Sen. Frank Blas, Jr. said the governor needs to do her job if she wants all GovGuam employees on the General Pay Plan to get their 22 percent pay raise.
The administration, on April 28, reportedly paid out the pay raises to GPP employees of the line agencies, which are the departments directly under the governor’s control. The Guam Department of Education did not. Acting superintendent of education Dr. Judith Won Pat informed her employees via letter GDOE had not received its allotment from the Bureau of Budget and Management Research in order to make the payments.
Dr.

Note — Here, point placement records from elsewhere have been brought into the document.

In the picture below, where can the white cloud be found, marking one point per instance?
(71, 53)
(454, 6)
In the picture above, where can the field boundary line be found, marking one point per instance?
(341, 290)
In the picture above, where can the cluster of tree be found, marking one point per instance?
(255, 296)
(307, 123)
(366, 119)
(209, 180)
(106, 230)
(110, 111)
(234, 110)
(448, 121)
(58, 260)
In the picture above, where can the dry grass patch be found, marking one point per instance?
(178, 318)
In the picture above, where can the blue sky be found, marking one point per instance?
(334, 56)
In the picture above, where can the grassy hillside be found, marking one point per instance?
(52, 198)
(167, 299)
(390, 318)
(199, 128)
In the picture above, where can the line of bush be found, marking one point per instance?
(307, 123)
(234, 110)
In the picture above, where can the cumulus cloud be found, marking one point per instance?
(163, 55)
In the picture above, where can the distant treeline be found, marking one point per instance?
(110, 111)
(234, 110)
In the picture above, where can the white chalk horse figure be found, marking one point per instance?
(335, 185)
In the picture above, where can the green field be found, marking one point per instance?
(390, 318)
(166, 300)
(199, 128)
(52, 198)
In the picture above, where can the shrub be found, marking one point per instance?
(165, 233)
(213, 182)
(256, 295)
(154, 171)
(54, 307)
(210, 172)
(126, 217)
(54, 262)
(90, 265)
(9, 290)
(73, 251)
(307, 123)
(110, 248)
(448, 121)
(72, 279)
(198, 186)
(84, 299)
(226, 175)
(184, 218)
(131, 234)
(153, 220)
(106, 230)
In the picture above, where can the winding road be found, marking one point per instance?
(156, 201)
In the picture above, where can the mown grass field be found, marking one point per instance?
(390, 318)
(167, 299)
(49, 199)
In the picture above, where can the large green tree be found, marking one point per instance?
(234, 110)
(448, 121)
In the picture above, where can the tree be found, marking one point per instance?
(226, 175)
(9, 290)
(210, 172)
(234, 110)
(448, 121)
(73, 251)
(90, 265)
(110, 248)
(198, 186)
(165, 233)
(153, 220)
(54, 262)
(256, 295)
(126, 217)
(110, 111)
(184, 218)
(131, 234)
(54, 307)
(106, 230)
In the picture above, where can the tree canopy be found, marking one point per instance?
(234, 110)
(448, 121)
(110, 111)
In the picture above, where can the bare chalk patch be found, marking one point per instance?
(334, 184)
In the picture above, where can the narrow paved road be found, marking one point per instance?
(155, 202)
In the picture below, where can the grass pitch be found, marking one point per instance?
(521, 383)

Won Pat also made reference to the law appropriating the money for the pay raises, contingent on the governor submitting to senators plans for the payments of outstanding merit bonuses and increments, and for relief grants for small businesses.
The governor has yet to send those plans to the legislature, making the appropriation for the raises dormant.

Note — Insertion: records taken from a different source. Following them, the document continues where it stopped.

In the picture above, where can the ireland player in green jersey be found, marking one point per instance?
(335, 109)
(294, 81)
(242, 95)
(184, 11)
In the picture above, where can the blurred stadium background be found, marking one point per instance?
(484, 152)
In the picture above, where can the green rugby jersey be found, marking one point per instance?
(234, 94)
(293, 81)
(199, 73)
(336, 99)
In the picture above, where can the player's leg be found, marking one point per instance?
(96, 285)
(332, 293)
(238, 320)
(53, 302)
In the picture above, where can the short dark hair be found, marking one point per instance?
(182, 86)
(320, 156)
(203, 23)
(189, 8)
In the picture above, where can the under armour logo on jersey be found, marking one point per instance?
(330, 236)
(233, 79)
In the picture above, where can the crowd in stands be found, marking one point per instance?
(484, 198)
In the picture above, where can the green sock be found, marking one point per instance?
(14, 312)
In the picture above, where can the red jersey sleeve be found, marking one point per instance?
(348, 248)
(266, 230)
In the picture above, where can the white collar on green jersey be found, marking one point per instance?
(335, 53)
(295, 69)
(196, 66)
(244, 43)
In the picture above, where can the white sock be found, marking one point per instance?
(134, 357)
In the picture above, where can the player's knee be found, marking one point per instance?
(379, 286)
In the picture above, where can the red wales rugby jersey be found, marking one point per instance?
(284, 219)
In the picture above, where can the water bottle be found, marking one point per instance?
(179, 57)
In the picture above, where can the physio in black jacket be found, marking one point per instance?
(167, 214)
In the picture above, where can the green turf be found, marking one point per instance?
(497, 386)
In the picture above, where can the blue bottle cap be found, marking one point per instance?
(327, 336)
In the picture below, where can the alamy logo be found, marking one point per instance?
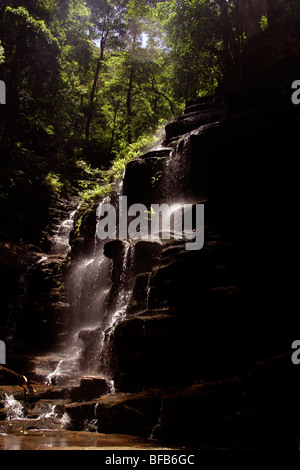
(2, 92)
(296, 94)
(160, 222)
(2, 352)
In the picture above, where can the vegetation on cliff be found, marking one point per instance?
(90, 82)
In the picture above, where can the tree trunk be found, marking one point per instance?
(114, 126)
(129, 106)
(90, 111)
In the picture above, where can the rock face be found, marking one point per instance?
(206, 313)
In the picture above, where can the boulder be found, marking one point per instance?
(90, 388)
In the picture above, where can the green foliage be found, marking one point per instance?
(53, 180)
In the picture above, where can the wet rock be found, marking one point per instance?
(146, 255)
(90, 388)
(142, 177)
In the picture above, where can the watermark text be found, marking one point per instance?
(161, 222)
(2, 92)
(2, 352)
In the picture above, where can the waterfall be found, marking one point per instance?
(14, 409)
(118, 312)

Kandit has asked governor’s director of communications Krystal Paco-San Agustin whether allotments were released for line agency pay raises because those line agencies had existing budgetary room to do so under the original Fiscal Year 2023 appropriations.

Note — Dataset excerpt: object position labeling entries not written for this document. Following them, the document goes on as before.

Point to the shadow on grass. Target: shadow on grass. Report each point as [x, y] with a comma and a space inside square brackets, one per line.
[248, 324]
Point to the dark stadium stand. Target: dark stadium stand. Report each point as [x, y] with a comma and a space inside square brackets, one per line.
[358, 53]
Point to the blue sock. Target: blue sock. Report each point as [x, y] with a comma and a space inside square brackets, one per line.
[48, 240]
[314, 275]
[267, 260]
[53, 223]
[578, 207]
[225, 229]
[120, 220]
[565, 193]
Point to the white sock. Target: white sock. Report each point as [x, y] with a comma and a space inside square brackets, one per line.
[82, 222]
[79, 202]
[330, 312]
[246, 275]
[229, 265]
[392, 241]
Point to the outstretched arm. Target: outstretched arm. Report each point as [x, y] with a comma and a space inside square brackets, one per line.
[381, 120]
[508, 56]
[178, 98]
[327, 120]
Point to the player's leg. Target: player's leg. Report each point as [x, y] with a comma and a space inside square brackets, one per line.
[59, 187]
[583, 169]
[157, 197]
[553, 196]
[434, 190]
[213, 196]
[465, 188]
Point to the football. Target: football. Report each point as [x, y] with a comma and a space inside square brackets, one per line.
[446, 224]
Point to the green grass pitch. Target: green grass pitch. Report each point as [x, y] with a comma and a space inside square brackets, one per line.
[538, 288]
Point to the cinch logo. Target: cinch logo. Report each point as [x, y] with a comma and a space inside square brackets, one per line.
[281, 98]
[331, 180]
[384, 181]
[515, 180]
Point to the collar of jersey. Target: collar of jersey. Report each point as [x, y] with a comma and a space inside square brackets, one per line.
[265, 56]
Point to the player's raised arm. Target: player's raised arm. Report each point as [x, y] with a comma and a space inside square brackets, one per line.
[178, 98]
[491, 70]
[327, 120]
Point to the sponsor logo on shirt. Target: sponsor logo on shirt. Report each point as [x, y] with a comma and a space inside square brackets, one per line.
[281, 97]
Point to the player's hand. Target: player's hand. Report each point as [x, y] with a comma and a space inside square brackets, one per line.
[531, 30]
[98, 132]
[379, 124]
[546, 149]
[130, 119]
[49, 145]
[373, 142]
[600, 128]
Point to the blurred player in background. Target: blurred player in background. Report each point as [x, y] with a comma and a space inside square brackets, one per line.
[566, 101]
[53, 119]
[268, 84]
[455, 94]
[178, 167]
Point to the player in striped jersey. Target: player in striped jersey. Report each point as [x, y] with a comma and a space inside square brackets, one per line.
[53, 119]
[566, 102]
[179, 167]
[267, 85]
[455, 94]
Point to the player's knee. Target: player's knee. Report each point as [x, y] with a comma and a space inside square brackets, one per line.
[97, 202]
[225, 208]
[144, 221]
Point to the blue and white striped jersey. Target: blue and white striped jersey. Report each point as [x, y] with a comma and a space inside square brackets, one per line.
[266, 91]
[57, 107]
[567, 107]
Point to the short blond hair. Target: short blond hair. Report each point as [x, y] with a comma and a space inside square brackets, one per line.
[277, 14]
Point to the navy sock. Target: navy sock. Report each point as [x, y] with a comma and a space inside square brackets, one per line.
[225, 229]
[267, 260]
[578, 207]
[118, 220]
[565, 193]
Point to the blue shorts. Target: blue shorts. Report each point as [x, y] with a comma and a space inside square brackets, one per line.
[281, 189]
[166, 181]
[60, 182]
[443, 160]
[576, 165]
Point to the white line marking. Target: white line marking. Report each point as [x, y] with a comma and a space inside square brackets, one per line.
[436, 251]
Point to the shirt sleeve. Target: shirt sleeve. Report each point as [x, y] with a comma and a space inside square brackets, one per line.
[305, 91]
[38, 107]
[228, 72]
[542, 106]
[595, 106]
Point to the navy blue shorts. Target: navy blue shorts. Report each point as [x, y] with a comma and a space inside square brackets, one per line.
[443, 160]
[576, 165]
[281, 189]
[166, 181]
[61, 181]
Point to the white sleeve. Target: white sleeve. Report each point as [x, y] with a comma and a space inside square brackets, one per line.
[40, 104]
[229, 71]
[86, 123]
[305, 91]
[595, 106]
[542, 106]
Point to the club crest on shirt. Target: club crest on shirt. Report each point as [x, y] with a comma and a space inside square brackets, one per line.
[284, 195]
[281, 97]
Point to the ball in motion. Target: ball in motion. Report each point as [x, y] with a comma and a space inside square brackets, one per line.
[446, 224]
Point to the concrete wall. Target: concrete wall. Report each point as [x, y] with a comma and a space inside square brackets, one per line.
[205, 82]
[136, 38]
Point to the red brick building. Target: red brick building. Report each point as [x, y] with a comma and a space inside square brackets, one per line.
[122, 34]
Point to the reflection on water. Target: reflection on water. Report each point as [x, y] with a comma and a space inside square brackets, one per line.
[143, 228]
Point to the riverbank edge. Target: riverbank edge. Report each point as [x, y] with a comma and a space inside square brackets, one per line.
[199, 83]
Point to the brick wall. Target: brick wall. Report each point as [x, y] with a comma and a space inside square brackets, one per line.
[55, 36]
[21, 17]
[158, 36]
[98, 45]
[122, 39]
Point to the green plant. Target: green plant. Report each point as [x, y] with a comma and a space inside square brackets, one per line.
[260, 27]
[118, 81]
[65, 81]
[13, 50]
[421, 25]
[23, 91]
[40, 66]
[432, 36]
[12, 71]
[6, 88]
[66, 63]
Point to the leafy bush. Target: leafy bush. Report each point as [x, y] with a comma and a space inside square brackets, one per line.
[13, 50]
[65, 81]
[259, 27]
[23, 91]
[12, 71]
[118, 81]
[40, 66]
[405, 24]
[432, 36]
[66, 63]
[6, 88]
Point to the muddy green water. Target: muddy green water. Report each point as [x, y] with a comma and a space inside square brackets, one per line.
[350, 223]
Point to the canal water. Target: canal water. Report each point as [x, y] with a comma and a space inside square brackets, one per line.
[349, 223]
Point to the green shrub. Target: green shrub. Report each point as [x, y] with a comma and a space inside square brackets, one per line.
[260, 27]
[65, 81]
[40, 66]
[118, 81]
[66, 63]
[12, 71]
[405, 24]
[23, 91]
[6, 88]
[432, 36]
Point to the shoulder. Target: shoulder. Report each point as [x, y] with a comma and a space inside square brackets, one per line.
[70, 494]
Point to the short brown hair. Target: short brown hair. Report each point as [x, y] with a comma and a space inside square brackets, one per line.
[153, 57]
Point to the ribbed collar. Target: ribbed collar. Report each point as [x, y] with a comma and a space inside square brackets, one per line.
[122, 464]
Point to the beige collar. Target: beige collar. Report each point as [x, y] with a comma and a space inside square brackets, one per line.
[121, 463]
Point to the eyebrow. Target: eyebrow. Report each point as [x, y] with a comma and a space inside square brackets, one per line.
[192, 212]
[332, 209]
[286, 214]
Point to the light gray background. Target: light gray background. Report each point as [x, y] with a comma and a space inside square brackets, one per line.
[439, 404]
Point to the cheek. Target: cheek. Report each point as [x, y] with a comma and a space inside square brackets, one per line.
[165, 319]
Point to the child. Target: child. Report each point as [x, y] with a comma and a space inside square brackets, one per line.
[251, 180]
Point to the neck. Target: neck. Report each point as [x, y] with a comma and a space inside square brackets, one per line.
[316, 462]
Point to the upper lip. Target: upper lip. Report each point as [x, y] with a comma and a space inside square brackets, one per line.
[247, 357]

The governor’s office Tuesday issued a news release critical of Mr. Blas’s amendment to the pay raise bill that required the governor to submit the plans prior to implementing the raises.
“Unfortunately, these restrictions have mired the process in more unnecessary bureaucratic red tape, ultimately hurting the good, hard-working people at DOE,” the governor’s office news release states.
“It takes less than a day to come up with these simple plans,” Mr. Blas shot back. “Don’t blame me for your ineptitude.”
The governor’s office recognizes the need to follow the law in its news release, stating: “Despite this mandate for more bureaucracy, the Department of Administration (DOA) is working diligently to submit the plans required by Section 10 of the public law, which will permit allotted funds to be transferred to GDOE so it can make the necessary payments. These plans will be submitted shortly as we work with GDOE on implementing their new pay scales.”
“You’ve had 30 days since you were supposed to implement it, and you still haven’t done it?” Mr. Blas asked rhetorically of the governor. “And if it’s just GDOE, how did she provide the allotments to the other agencies, so they could begin their pay raises?”
Meanwhile, Adelup employees and cabinet members have been enjoying five-digit pay raises since January.